Toffoli havia prometido submeter a abertura desse inquérito aos colegas. Não o fez, mesmo tendo recebido diversos pedidos nesse sentido, por evidente receio de derrota. Mas, como sempre, ele evita passar recibos. “Esse não é um tema prioritário. Hoje todos compreendem que o inquérito foi necessário”, disse em uma das suas entrevistas à imprensa de final de ano. Se fosse tão tranquilo, mais um motivo para obter para seu tão criticado inquérito o aval dos colegas.

Mesmo com o aspecto de morto vivo, o tal inquérito das fake news não é sepultado. Alexandre de Moares acaba de anunciar sua prorrogação por mais seis meses e admite que, em julho, pode adiar de novo.

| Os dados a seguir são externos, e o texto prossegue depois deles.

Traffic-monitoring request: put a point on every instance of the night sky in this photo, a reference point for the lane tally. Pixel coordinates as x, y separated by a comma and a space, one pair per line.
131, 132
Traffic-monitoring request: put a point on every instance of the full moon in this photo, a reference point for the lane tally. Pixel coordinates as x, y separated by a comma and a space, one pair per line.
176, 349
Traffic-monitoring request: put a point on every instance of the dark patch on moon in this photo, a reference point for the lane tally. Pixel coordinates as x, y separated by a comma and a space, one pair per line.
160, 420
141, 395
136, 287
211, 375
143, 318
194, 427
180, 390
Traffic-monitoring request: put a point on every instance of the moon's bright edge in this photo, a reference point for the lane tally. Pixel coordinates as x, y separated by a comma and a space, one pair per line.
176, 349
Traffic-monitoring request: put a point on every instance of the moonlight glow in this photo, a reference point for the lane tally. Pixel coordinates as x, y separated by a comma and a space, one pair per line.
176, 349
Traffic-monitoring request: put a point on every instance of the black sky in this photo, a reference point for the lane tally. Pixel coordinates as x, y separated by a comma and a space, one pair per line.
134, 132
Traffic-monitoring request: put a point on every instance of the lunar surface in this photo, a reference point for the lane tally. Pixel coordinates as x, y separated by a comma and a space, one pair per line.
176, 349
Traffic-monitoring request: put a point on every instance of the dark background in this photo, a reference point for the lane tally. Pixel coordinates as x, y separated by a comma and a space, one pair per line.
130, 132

Em julho, em pleno recesso do Judiciário, outra canetada de Toffoli, para atender um pedido da defesa de Flávio Bolsonaro, suspendeu a investigação sobre a rachadinha salarial no gabinete do seu gabinete na Assembleia Legislativa do Rio Janeiro, operada por Fabrício Queiroz. Mais grave do que isso: mandou o ministério público e as polícias estaduais e federal paralisarem centenas e centenas de procedimentos de investigação sobre corrupção e crime organizado baseados em relatórios do Coaf e da Receita Federal, sem prévia autorização judicial.

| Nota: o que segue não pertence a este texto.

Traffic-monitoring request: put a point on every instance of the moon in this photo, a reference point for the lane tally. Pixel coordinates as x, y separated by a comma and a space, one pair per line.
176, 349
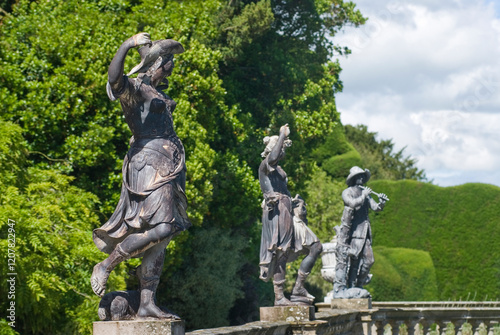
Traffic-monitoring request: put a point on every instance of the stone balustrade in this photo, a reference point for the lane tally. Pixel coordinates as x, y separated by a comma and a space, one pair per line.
412, 318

Além de fazer o país descumprir compromissos internacionais com a mais relevante rede mundial de troca de informações sobre corrupção, crime organizado e terrorismo, Toffoli causou um estrago em várias apurações. O inquérito sobre a rachadinha de Flávio Bolsonaro, por exemplo, só foi retomado agora com uma grande operação no Rio nessa quarta-feira (18). Quando deu a canetada em julho, Toffoli não tinha a menor noção. Comprovou isso o seu longo, confuso e conditório voto que chegou a ser ridicularizado até por alguns de seus colegas no STF. Depois de tantas marolas, o Coaf terminou o ano praticamente do mesmo tamanho, recuperou inclusive o nome, que havia sido rebatizado de Unidade de Inteligência Financeira (UIF).

Lula e Dirceu agora soltos

A sequência de trapalhadas de Toffoli não acabou aí. Ele também pisou na bola em outras confusas votações. Uma delas, sobre a exigência de que a defesa dê a última palavra nas razões finais, inclusive em relação aos réus delatores, aprovada de maneira surpreendente pela Segunda Turma do STF.  Quando Toffoli rapidamente levou a questão ao plenário do Supremo, esperava-se que ele já tivesse uma proposta para modular sua aplicação em relação aos casos já julgados. Não tinha. O julgamento ficou inconcluso. Sequer produziu efeitos no caso mais famoso em pauta, o do sítio de Atibaia, em que Lula é acusado de receber regalias de empreiteiras. O TRF-4 simplesmente o ignorou a decisão parcial do Supremo e, mais uma vez, condenou Lula por corrupção em segunda instância, em mais uma alta pena de prisão.  Se ainda não teve serventia pró-Lula, essa decisão do STF serviu para o STF mandar soltar Paulo Preto, o principal operador do PSDB em São Paulo, para alívio de alguns tucanos de alta plumagem.

O voto de desempate de Toffoli na votação do STF sobre a possibilidade de prisão a partir da condenação em segunda instância seria pra pôr uma pá de cal no assunto, que há tempos divide o tribunal. Mas ele não endossou a tese de que isso era cláusula pétrea da Constituição. Ao contrário. Ele afirmou que  que isso pode ser modificado até por projeto de lei. Foi a senha para o Congresso, pressionado pelas redes sociais, chamar a decisão para si. Por lei ou emenda constitucional, a prisão após a segunda instância voltará a ser autorizada ano que vem. Mas a sua proibição já produziu alguns resultados, os mais notórios foram os alvarás de soltura de Lula e de José Dirceu.

Pela ótica de Toffoli, talvez tenha ficado de bom tamanho.